En s’inspirant de ces vues, les industriels perdraient peut-être quelques occasions de bénéfice, mais ils auraient rempli un devoir. On peut ajouter que leur intérêt bien entendu leur commande d’agir ainsi, et qu’il serait aisé aux plus clairvoyants de découvrir les compensations que leur réserve une conduite plus en rapport avec l’humanité, sans compter le service qu’ils rendraient à l’Etat, car rien n’est plus dangereux pour celui-ci que le courant qui tend à créer de monstrueuses agglomérations aux dépens des campagnes dépeuplées.

Parmi les personnes qui s’occupent de l’amélioration de la classe ouvrière, il y a deux partis bien prononcés.

Les uns, ceux qui sont habitués à tout faire dériver de l’Etat, veulent résoudre la question par des lois, des règlements et des subsides de l’Etat. La plupart des démocrates sont dans cette voie.
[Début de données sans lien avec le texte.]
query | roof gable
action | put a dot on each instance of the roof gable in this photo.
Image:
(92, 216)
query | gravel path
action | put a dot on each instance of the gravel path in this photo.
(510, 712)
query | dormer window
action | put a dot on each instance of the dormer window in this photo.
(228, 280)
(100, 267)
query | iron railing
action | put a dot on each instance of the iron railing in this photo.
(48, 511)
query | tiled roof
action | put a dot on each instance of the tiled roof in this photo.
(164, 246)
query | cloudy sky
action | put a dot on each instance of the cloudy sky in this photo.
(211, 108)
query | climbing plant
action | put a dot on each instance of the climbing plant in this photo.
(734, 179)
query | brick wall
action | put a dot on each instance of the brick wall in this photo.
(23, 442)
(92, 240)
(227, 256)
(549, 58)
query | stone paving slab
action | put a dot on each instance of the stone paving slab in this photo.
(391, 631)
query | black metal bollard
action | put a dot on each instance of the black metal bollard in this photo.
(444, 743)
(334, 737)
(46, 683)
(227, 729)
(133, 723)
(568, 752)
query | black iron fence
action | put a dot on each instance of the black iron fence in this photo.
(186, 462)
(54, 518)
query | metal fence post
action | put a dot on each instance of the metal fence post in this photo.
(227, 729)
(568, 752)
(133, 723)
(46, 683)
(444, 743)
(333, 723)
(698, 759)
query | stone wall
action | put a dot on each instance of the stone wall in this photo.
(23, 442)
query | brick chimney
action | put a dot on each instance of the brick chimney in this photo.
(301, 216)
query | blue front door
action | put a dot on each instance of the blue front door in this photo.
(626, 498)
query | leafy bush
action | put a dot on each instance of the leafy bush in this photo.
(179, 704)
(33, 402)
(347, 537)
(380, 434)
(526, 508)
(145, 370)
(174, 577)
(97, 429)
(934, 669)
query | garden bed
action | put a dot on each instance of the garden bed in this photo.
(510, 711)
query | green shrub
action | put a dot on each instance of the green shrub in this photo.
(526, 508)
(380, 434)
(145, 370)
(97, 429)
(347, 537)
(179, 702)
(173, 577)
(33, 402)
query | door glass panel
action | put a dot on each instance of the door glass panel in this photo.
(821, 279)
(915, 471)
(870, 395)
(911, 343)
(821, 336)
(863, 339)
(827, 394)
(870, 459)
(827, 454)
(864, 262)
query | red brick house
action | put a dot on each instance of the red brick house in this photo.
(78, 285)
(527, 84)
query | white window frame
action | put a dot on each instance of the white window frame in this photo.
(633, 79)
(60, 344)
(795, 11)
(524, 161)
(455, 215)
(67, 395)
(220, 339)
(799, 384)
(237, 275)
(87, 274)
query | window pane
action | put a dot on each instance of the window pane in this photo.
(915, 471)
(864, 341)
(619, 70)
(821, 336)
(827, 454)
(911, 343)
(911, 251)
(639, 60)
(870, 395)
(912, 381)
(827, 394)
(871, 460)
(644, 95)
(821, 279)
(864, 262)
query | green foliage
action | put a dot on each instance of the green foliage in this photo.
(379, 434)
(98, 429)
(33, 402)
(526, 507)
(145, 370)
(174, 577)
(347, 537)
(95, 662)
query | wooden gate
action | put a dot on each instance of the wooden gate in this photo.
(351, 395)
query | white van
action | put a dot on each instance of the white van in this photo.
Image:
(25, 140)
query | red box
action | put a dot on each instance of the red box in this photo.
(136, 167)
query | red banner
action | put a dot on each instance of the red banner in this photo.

Les autres pensent que cette amélioration doit venir avant tout de l’individu lui-même. C’est l’avis de tous les hommes réfléchis. L’intervention de l’Etat en ces matières ne peut avoir que de fâcheux résultats. Il faut que l’homme compte d’abord sur lui-même et qu’il se pénètre fortement de la responsabilité de ses actes.

Quelques théoriciens démocrates ont mis en avant l’idée d’une retenue obligatoire sur les salaires de l’ouvrier pour lui assurer une ressource dans sa vieillesse. Mais, outre que ce serait irréalisable en pratique, ce serait tuer la responsabilité personnelle. Voyez les fils de fonctionnaires qui ont été sous l’influence du mirage de la retraite paternelle, c’est chez eux que l’esprit de prévoyance est généralement le moins développé.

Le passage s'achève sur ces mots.